On Mon, Jan 9, 2012 at 6:04 AM, Ryan C. Gordon <icculus at icculus.org> wrote:
>
> I added profiling to glretrace, to fix a performance issue in a game I'm
> working on.
>
> The gist is that you make a trace as normal, but you run glretrace with the
> -p option...it'll re-run the GL calls as usual, but it'll note how long each
> call took and write a log. This has the benefit of being pretty precise for
> measuring GL performance per-call, and also removes all the overhead of the
> game, so you're measuring how fast you can push the GPU.
>
> In that game with the performance issue, looking at a slow frame, within
> seconds, I knew where the problem was...
>
> 507216 [1.708 usec] glBindBufferARB(target = GL_ARRAY_BUFFER, buffer = 3)
> 507217 [3431.36 usec] glMapBufferARB(target = GL_ARRAY_BUFFER, access =
> GL_READ_WRITE) = 0xc8406400
> 507218 [1.913 usec] glBindBufferARB(target = GL_ARRAY_BUFFER, buffer = 3)

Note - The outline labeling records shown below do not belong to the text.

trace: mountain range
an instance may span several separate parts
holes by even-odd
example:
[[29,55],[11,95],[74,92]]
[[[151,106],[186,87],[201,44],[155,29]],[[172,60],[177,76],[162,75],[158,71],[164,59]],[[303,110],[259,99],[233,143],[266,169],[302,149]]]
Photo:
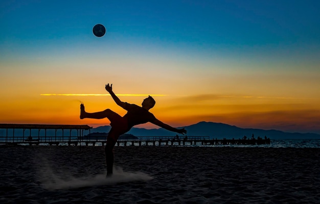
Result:
[[[103,126],[93,128],[90,132],[108,132],[110,126]],[[251,138],[253,134],[257,138],[258,136],[264,138],[264,136],[270,139],[320,139],[320,134],[298,132],[290,133],[276,130],[263,130],[254,128],[241,128],[223,123],[212,122],[200,122],[188,126],[180,127],[187,130],[188,136],[209,136],[211,139],[223,138],[237,139],[242,139],[245,135]],[[147,136],[175,136],[176,133],[164,128],[145,129],[133,127],[128,132],[136,137]]]
[[[188,136],[209,136],[211,139],[242,139],[245,135],[247,138],[251,138],[253,134],[255,137],[258,137],[264,138],[265,136],[270,139],[320,139],[320,134],[307,133],[290,133],[283,132],[276,130],[263,130],[253,128],[241,128],[235,126],[230,125],[223,123],[214,123],[212,122],[200,122],[197,124],[188,126],[180,127],[178,128],[185,128],[187,131]],[[111,127],[110,126],[103,126],[94,128],[92,128],[90,131],[88,130],[83,131],[83,135],[87,135],[90,133],[94,134],[94,133],[107,133],[109,132]],[[73,130],[70,132],[70,130],[65,129],[64,131],[64,137],[68,137],[71,134],[71,137],[77,137],[78,132],[76,130]],[[39,134],[37,129],[31,130],[31,135],[36,137]],[[42,130],[40,132],[40,136],[44,136],[44,131]],[[175,136],[176,132],[167,130],[164,128],[158,129],[145,129],[137,127],[133,127],[127,132],[127,134],[132,134],[135,137],[151,137],[151,136]],[[12,130],[8,131],[8,135],[12,135]],[[14,131],[15,137],[22,137],[23,130],[15,129]],[[30,134],[29,130],[26,130],[25,137]],[[61,137],[62,135],[62,130],[57,130],[56,132],[54,129],[48,129],[47,135]],[[0,137],[6,137],[7,133],[5,129],[0,129]]]

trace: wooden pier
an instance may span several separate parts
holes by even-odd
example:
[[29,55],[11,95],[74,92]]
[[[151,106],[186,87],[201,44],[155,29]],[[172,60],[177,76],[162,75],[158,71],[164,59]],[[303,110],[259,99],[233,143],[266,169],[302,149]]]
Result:
[[[106,138],[91,137],[84,138],[83,130],[90,130],[87,125],[31,125],[0,124],[0,129],[5,129],[5,134],[0,134],[0,145],[64,145],[64,146],[104,146]],[[22,130],[22,136],[15,135],[15,129]],[[32,134],[31,130],[36,130],[37,135]],[[55,130],[55,135],[47,135],[47,129]],[[25,134],[29,130],[29,135]],[[57,135],[57,131],[61,130],[62,136]],[[68,135],[64,132],[69,130]],[[44,135],[40,135],[40,131],[44,131]],[[76,136],[72,135],[72,131],[76,131]],[[8,133],[10,132],[11,134]],[[42,132],[43,134],[43,132]],[[75,134],[75,132],[73,132]],[[5,134],[5,135],[4,135]],[[85,138],[85,139],[84,139]],[[209,137],[141,137],[135,139],[120,139],[116,144],[118,146],[195,146],[195,145],[262,145],[269,144],[270,139],[210,139]]]

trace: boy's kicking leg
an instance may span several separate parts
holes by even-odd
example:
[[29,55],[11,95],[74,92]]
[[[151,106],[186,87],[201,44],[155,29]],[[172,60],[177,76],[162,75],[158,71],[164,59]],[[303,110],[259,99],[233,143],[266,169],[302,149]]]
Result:
[[83,119],[84,118],[102,119],[103,118],[107,118],[109,120],[110,120],[110,118],[114,117],[116,114],[119,116],[117,113],[113,112],[109,109],[106,109],[100,112],[86,112],[85,110],[84,110],[84,105],[83,104],[80,105],[80,119]]

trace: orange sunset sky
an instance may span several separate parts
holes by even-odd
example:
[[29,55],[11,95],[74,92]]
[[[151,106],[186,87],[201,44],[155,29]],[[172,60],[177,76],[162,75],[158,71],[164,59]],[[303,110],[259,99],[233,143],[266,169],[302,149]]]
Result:
[[318,1],[45,2],[0,3],[0,123],[108,125],[79,112],[125,114],[109,83],[175,127],[320,133]]

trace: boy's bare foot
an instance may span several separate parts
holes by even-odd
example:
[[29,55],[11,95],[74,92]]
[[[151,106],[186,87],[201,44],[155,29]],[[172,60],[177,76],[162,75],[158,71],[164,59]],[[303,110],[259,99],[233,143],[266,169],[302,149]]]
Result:
[[83,103],[80,104],[80,119],[83,119],[84,118],[84,114],[85,111],[84,111],[84,105]]

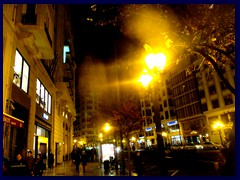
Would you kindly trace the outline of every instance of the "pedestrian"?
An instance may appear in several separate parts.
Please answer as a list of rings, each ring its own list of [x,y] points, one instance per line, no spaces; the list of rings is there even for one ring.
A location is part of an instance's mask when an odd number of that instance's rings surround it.
[[[9,175],[9,161],[7,158],[3,157],[3,176],[8,176]]]
[[[50,151],[49,156],[48,156],[48,168],[53,169],[53,163],[54,163],[54,155],[52,151]]]
[[[26,161],[27,161],[27,168],[28,168],[28,176],[33,176],[34,175],[34,158],[32,155],[32,151],[28,151],[27,152],[27,157],[26,157]]]
[[[83,173],[85,173],[86,166],[87,166],[87,154],[86,154],[86,151],[84,151],[84,150],[82,151],[81,160],[82,160]]]
[[[75,160],[75,166],[76,166],[76,172],[79,172],[79,165],[80,165],[80,150],[75,150],[74,152],[74,160]]]
[[[143,162],[142,162],[142,156],[140,151],[136,151],[134,158],[133,158],[133,164],[134,164],[134,168],[136,173],[138,174],[138,176],[142,176],[143,175]]]
[[[28,168],[27,162],[23,159],[21,153],[16,155],[16,159],[10,165],[10,176],[27,176]]]
[[[41,154],[38,154],[34,164],[34,176],[42,176],[44,170],[44,163]]]

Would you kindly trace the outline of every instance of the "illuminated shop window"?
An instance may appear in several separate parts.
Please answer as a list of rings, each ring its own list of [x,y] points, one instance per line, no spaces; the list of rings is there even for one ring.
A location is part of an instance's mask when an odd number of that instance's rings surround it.
[[[51,114],[52,96],[39,79],[37,79],[36,93],[36,103],[39,104],[46,112]]]
[[[28,93],[29,71],[29,65],[22,55],[16,51],[13,83],[26,93]]]
[[[65,45],[63,47],[63,63],[67,62],[66,54],[70,52],[69,46]]]

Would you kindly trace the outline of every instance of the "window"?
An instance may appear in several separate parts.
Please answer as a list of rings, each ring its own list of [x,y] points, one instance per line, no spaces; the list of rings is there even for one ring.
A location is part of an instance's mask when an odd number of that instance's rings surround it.
[[[147,115],[147,116],[152,116],[152,111],[151,111],[151,109],[147,109],[147,110],[146,110],[146,115]]]
[[[69,46],[65,45],[63,47],[63,63],[67,62],[66,54],[70,52]]]
[[[220,82],[220,85],[221,85],[221,89],[222,90],[225,90],[225,89],[227,89],[227,87],[226,87],[226,85],[224,84],[224,82]]]
[[[165,111],[165,117],[166,117],[166,119],[169,118],[168,111]]]
[[[202,110],[203,111],[208,111],[208,107],[207,107],[206,103],[202,104]]]
[[[36,103],[39,104],[46,112],[51,114],[52,96],[39,79],[37,79]]]
[[[232,96],[228,95],[224,97],[225,105],[233,104]]]
[[[29,71],[29,65],[22,55],[16,51],[13,83],[26,93],[28,93]]]
[[[209,94],[212,95],[212,94],[215,94],[216,93],[216,88],[215,88],[215,85],[212,85],[210,86],[209,88]]]
[[[213,106],[213,109],[219,108],[219,103],[217,99],[212,101],[212,106]]]

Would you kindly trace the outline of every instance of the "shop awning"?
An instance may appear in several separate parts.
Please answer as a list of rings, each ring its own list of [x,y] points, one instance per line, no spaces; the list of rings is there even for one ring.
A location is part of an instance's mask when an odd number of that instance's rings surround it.
[[[15,126],[17,128],[23,128],[24,127],[24,121],[15,118],[13,116],[10,116],[9,114],[3,113],[3,122],[9,123],[12,126]]]

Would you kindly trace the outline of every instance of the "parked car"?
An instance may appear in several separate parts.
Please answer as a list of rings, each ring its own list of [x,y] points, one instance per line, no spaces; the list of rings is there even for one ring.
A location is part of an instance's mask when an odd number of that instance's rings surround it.
[[[204,147],[204,149],[221,149],[221,148],[223,148],[223,145],[215,144],[212,142],[205,142],[205,143],[203,143],[203,147]]]
[[[203,149],[203,145],[190,143],[190,144],[186,144],[184,146],[184,149],[186,149],[186,150],[201,150],[201,149]]]
[[[182,150],[182,149],[184,149],[184,146],[183,145],[172,145],[170,148],[171,148],[171,150]]]

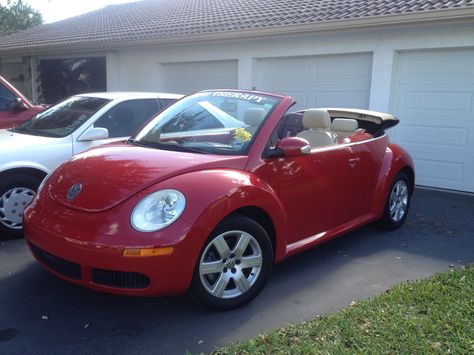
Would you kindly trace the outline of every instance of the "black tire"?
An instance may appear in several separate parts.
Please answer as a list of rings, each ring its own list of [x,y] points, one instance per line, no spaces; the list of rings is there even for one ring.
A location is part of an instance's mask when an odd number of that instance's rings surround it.
[[[385,201],[384,214],[380,226],[385,229],[398,229],[405,223],[410,209],[412,187],[407,175],[398,173],[390,186]]]
[[[33,199],[41,179],[27,174],[2,176],[0,180],[0,237],[23,236],[23,210]]]
[[[239,241],[242,247],[238,247]],[[212,270],[206,270],[206,266]],[[209,308],[238,308],[260,293],[272,267],[273,248],[265,230],[248,217],[232,215],[216,227],[204,244],[189,294]]]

It's unrelatted, but this call is a bit weird -- rebinding the same
buffer while it is mapped is unnecessary (and potentially dangerous).

> 507219 [639.253 usec] memcpy(dest = 0xc8406400, src = blob(3120000), n =
> 3120000)
> 507220 [1.994 usec] glUnmapBufferARB(target = GL_ARRAY_BUFFER) = true
>
> ...a buffer mapping/write/unmap that takes 4+ milliseconds?! (and many more
> like this over the frame) ... I swapped that out with a
> GL_ARB_map_buffer_range approach, and no more bottleneck!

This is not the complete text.